Di negara-negara “Islami” seperti Finlandia, Denmark dan Swedia pegawai pemerintahan, personil polisi dan tentara selalu hormat kepada warga dan mengalah di ruang publik karena sadar bahwa masyarakat adalah atasan. Tapi di negara-negara Muslim yang mungkin semuanya “tidak islami” pegawai pemerintah tingkat rendah dan prajurit saja berlagak raja mini yang justru dilayani, diutamakan dan ditakuti, apalagi yang berposisi tinggi dan berpangkat tinggi.

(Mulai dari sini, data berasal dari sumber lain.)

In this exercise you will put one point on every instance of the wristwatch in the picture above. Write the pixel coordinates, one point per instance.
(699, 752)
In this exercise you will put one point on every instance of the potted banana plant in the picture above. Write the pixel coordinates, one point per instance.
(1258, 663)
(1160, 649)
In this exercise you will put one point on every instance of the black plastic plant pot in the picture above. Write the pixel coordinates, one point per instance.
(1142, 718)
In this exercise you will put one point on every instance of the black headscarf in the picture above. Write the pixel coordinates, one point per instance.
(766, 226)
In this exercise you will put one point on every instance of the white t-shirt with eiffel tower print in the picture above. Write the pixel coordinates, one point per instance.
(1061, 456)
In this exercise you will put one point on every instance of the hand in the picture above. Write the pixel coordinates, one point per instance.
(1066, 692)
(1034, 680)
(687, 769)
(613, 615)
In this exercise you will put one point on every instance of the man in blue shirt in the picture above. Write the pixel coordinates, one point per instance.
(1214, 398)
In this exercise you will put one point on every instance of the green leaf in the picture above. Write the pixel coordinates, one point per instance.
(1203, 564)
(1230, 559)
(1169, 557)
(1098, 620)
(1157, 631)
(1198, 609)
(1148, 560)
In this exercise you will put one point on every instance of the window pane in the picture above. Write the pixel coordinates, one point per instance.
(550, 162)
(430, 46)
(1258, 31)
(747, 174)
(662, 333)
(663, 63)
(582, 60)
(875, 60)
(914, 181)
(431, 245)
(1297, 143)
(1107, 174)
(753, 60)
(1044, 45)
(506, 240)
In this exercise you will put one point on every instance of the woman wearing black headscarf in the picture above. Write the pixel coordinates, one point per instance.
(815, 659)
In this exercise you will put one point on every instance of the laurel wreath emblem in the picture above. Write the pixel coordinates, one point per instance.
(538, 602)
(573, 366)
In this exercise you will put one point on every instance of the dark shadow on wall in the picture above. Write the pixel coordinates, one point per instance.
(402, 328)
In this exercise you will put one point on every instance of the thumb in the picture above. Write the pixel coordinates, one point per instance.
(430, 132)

Di negeri-negeri yang tak terlalu bising bicara nasionalisme, seperti New Zealand dan Luxemburg, setiap warga asing yang bekeja di sana mendapatkan perlakuan hukum yang adil, apalagi warga negara. Tapi di negara-negara yang setiap pejabatnya fasih bicara nasionalisme, perlakuan hukum dan pelayanan untuk warga dibedakan berdasarkan relasi, posisi dan “apresiasi”.
Perbandingan ini menyingkap pertanyaan kritis yang menggelisahkan: mengapa nilai-nilai “Islami” atau nasionalisme, yang begitu lantang digaungkan dalam retorika, kerap ambruk dalam praktik tata kelola yang adil dan berperikemanusiaan? Karena hilangnya budaya akuntabilitas dan dangkalnya pemahaman bahwa kekuasaan adalah amanah mulia, bukan privilege untuk dieksploitasi.
Negara-negara yang mampu menanamkan ethos pelayanan dalam institusi publik menunjukkan bahwa nilai-nilai luhur—yang selaras dengan Islam dan mencerminkan nasionalisme sejati—hanya berarti jika diwujudkan melalui komitmen teguh untuk menjadikan rakyat sebagai inti dari setiap kebijakan dan tindakan.